LE SOIR

Marcel Alalof

LE SOIR

Je regarde ce vieil homme, au visage raviné, aux traits marqués par la vie ou par l’alcool qui semble proposer sous son manteau, de vieux journaux que personne jamais n’achètera. Qui s’intéresse, à présent, à ce qui s’est passé quarante-six ans plus tôt ailleurs qu’ici ? Et quelle idée de s’installer à l’intérieur d’un café pour exercer son commerce.

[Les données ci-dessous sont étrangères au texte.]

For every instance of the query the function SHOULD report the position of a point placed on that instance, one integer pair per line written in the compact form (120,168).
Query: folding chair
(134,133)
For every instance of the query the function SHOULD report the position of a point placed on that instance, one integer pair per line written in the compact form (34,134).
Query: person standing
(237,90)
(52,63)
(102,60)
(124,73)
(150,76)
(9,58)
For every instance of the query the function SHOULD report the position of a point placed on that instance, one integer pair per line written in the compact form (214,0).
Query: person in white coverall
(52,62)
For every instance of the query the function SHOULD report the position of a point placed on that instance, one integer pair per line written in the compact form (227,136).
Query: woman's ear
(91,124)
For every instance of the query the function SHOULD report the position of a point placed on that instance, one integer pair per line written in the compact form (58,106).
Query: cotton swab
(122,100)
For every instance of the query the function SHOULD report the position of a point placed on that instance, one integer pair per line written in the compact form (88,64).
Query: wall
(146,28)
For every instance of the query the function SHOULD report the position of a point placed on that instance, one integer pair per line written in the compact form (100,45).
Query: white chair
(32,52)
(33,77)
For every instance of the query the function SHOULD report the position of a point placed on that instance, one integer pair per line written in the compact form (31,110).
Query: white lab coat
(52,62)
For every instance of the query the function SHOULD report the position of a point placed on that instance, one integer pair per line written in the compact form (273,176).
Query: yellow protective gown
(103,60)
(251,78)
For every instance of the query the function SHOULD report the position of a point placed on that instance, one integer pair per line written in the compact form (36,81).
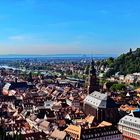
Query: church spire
(93,84)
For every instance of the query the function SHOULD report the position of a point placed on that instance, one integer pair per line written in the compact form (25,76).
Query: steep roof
(100,100)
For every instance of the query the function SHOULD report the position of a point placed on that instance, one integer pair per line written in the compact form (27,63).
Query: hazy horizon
(35,27)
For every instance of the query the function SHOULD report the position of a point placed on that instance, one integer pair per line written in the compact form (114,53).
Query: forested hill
(126,63)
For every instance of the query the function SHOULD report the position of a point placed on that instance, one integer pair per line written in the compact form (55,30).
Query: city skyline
(68,27)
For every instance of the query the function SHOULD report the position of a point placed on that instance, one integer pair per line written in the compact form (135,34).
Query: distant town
(69,98)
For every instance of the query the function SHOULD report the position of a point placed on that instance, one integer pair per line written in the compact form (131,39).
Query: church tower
(93,83)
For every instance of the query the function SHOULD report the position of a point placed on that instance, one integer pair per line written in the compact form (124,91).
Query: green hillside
(126,63)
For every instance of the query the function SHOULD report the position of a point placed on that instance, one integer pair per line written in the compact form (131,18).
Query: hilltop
(126,63)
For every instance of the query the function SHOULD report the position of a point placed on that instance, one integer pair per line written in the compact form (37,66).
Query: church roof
(100,100)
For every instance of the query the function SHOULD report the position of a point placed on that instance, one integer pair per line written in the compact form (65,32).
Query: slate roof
(100,100)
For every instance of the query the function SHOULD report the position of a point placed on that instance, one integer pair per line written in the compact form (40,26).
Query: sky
(69,26)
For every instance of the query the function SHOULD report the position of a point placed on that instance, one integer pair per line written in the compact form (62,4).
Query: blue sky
(69,26)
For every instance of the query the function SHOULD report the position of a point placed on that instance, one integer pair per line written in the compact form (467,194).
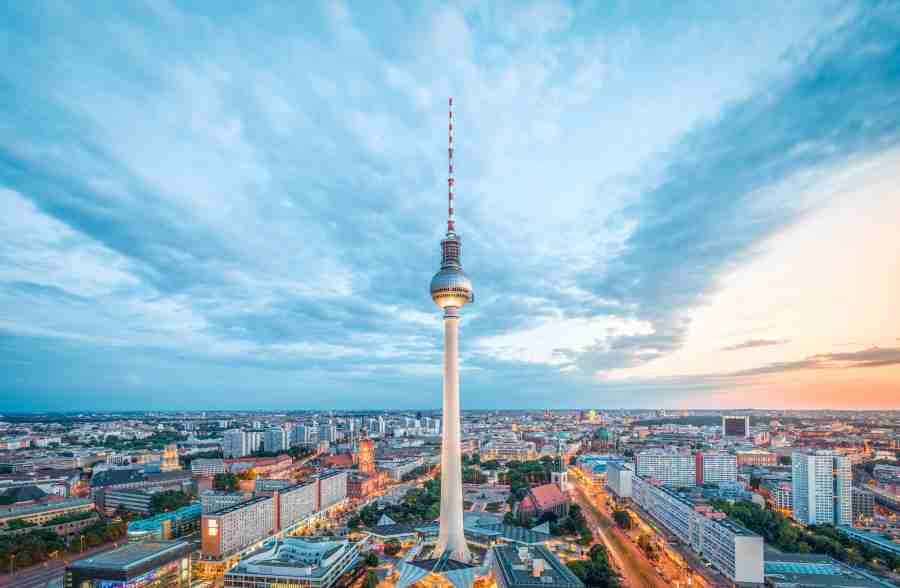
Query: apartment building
(207,467)
(297,502)
(227,531)
(672,468)
(618,478)
(714,467)
(823,488)
(732,549)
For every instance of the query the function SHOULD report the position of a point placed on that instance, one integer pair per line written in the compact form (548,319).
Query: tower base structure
(451,539)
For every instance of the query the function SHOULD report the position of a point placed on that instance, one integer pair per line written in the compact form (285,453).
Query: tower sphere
(451,287)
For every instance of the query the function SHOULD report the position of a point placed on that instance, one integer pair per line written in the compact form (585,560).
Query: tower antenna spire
(450,180)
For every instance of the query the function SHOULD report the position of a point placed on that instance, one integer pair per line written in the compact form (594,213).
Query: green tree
(622,518)
(596,571)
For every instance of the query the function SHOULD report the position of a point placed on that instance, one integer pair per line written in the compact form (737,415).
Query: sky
(661,205)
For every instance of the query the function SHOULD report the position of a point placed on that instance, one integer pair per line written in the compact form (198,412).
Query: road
(637,571)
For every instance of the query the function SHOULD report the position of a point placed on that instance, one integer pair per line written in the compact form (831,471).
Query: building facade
(673,469)
(822,488)
(732,549)
(227,531)
(715,467)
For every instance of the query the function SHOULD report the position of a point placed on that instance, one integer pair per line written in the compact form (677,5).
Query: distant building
(136,500)
(790,570)
(863,504)
(167,525)
(618,478)
(528,566)
(508,450)
(296,561)
(714,467)
(822,484)
(757,457)
(164,563)
(736,426)
(227,531)
(213,500)
(365,457)
(39,514)
(240,443)
(275,440)
(542,499)
(781,496)
(170,462)
(672,468)
(732,549)
(207,467)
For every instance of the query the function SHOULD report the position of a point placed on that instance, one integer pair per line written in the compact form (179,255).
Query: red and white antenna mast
(450,180)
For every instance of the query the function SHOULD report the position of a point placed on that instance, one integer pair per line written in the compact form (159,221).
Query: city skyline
(685,209)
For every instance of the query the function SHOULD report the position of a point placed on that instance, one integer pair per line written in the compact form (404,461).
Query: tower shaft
(451,539)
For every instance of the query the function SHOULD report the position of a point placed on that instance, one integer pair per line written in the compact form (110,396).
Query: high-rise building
(451,289)
(714,467)
(365,461)
(822,488)
(275,440)
(863,504)
(736,426)
(170,461)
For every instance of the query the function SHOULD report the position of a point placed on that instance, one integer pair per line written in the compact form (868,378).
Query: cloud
(872,357)
(754,343)
(256,205)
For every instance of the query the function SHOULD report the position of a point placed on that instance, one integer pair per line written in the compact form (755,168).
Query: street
(636,570)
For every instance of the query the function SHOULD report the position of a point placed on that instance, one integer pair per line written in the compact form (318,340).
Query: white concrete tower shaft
(451,539)
(451,289)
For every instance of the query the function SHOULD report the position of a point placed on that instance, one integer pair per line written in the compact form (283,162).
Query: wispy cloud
(867,358)
(251,199)
(754,343)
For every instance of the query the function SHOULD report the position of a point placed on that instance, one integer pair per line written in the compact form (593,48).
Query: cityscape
(222,367)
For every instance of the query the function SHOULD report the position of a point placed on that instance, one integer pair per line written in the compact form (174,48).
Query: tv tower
(450,290)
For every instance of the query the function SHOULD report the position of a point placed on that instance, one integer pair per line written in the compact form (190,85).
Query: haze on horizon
(660,207)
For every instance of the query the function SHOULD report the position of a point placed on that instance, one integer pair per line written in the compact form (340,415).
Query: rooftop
(517,564)
(50,505)
(134,555)
(239,506)
(817,571)
(153,523)
(295,557)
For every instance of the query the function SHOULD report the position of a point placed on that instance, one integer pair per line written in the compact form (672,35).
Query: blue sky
(660,206)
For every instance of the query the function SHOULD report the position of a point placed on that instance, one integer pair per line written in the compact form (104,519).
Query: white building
(212,500)
(671,468)
(230,530)
(822,488)
(296,561)
(297,502)
(207,467)
(239,443)
(618,478)
(275,440)
(397,468)
(732,549)
(715,467)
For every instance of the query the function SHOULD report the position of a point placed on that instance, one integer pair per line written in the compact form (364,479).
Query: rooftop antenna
(450,180)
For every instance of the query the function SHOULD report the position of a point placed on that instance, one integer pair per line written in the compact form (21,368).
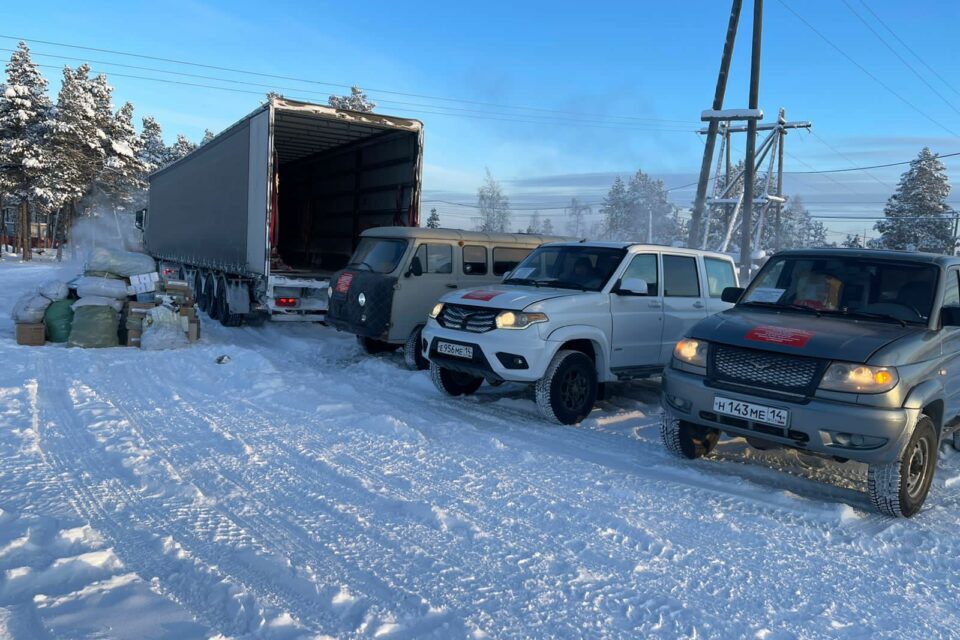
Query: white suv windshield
(569,267)
(381,255)
(860,288)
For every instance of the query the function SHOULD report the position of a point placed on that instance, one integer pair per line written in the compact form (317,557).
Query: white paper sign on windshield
(765,294)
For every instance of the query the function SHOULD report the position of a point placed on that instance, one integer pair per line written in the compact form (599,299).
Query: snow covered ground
(302,490)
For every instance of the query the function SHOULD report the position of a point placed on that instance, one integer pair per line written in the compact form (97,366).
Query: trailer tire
(412,354)
(454,383)
(227,318)
(213,302)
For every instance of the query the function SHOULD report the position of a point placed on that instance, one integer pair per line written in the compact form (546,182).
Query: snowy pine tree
(917,215)
(494,206)
(576,214)
(25,112)
(616,212)
(356,101)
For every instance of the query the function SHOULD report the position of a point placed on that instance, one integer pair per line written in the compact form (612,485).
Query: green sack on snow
(59,319)
(95,327)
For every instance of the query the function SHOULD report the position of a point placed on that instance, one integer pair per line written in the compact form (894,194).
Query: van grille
(792,374)
(464,318)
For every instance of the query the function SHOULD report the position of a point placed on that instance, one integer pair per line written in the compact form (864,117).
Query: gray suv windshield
(860,288)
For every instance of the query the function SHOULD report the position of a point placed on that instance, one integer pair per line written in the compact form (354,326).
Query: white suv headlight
(859,378)
(518,320)
(692,352)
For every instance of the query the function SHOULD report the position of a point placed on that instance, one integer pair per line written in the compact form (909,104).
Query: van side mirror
(415,267)
(731,294)
(950,316)
(633,287)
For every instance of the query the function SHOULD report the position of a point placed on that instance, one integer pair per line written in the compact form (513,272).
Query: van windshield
(858,288)
(380,255)
(568,267)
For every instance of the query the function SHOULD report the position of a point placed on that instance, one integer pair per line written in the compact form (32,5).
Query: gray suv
(844,353)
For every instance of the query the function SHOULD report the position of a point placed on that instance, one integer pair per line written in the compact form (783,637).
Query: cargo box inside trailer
(337,177)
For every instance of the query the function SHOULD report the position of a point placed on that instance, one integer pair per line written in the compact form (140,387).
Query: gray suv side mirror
(950,316)
(731,294)
(415,267)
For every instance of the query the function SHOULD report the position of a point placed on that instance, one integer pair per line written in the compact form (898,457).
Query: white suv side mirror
(635,286)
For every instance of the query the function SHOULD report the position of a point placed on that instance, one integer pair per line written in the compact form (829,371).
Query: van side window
(719,276)
(680,278)
(506,258)
(645,267)
(951,295)
(475,260)
(436,258)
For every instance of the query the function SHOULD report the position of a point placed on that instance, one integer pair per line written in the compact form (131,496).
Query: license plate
(456,350)
(751,411)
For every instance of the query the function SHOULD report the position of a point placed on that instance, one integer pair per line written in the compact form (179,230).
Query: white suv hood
(515,298)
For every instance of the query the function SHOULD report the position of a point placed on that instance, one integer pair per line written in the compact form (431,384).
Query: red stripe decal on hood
(778,335)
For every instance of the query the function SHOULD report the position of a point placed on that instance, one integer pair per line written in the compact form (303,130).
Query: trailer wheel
(227,318)
(213,301)
(412,355)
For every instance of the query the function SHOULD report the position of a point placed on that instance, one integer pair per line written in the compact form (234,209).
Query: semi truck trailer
(261,216)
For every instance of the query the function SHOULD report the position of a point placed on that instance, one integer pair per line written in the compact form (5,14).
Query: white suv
(573,316)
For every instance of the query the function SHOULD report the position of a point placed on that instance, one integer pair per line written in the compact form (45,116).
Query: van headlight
(518,320)
(692,352)
(859,378)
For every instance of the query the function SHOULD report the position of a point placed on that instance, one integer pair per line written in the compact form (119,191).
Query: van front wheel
(454,383)
(899,488)
(567,391)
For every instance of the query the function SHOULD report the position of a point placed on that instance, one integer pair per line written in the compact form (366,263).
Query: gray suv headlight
(859,378)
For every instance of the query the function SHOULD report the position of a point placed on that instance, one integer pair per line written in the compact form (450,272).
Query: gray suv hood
(801,333)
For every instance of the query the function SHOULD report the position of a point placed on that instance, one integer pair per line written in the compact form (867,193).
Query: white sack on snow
(122,263)
(106,287)
(54,290)
(162,330)
(30,308)
(98,301)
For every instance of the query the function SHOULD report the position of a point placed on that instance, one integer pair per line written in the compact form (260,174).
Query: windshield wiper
(781,305)
(872,315)
(523,281)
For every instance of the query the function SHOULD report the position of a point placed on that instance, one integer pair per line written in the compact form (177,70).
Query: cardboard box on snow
(31,334)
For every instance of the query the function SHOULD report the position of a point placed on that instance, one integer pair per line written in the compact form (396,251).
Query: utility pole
(746,260)
(697,216)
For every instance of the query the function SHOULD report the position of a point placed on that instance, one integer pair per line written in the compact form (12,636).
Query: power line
(907,47)
(546,118)
(900,58)
(867,72)
(330,84)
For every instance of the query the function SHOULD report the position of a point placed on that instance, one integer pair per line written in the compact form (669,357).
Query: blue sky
(642,71)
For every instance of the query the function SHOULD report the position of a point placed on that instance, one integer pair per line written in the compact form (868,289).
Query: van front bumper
(825,427)
(502,354)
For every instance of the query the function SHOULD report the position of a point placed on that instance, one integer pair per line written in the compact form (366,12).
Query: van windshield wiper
(781,305)
(872,316)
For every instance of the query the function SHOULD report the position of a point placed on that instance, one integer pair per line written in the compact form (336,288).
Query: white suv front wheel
(567,391)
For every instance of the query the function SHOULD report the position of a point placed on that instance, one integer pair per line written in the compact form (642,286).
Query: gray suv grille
(464,318)
(792,374)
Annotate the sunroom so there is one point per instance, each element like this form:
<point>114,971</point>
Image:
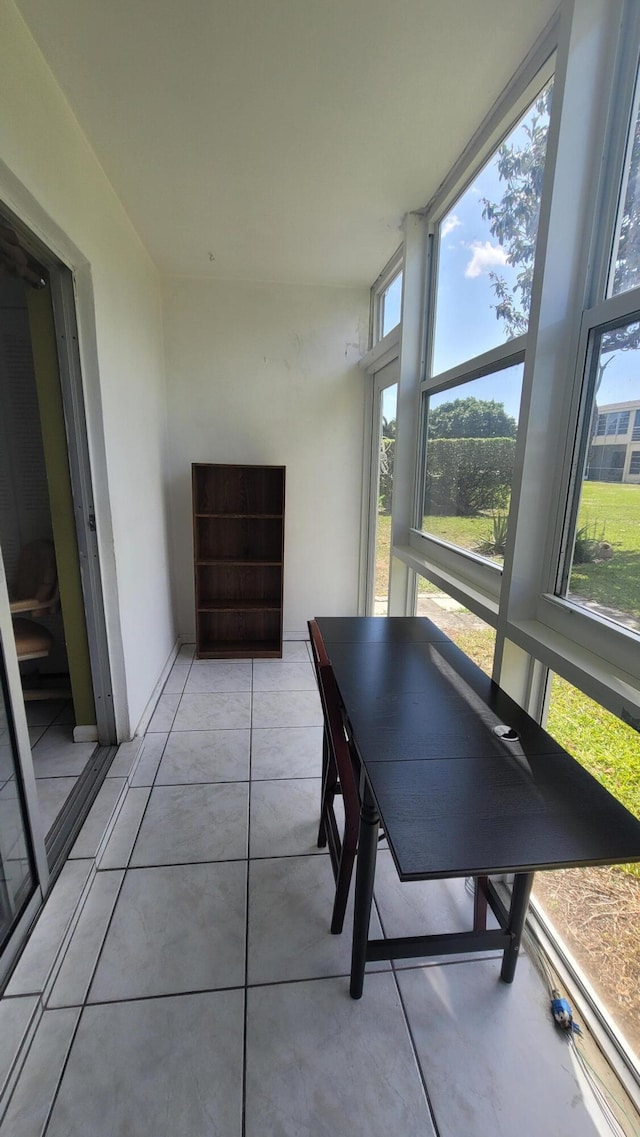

Je déplace ma chaise sur le côté gauche, pour mieux l’observer. Je remarque ses chaussures montantes à lacets, impeccablement cirées, son pantalon de flanelle grise au pli parfait, sa cape noire aux extrémités lestées, à la capuche amovible doublée de tissu de même couleur, mais moiré. Cet individu n’a apparemment rien d’un marchand de journaux. Puis, mon attention est à nouveau attirée par mon interlocutrice, dont je ne percevais jusqu’alors que le phrasé haché qui m’avait d’abord détourné d’elle. Comme nous sortons, je me dis qu’après tout, je peux faire un geste, rendre service. Je m’approche du vendeur de journaux, lui tends un billet. Celui-ci, souriant, me rétorque : « Désolé, cher Monsieur, nous ne sommes pas à vendre ! ».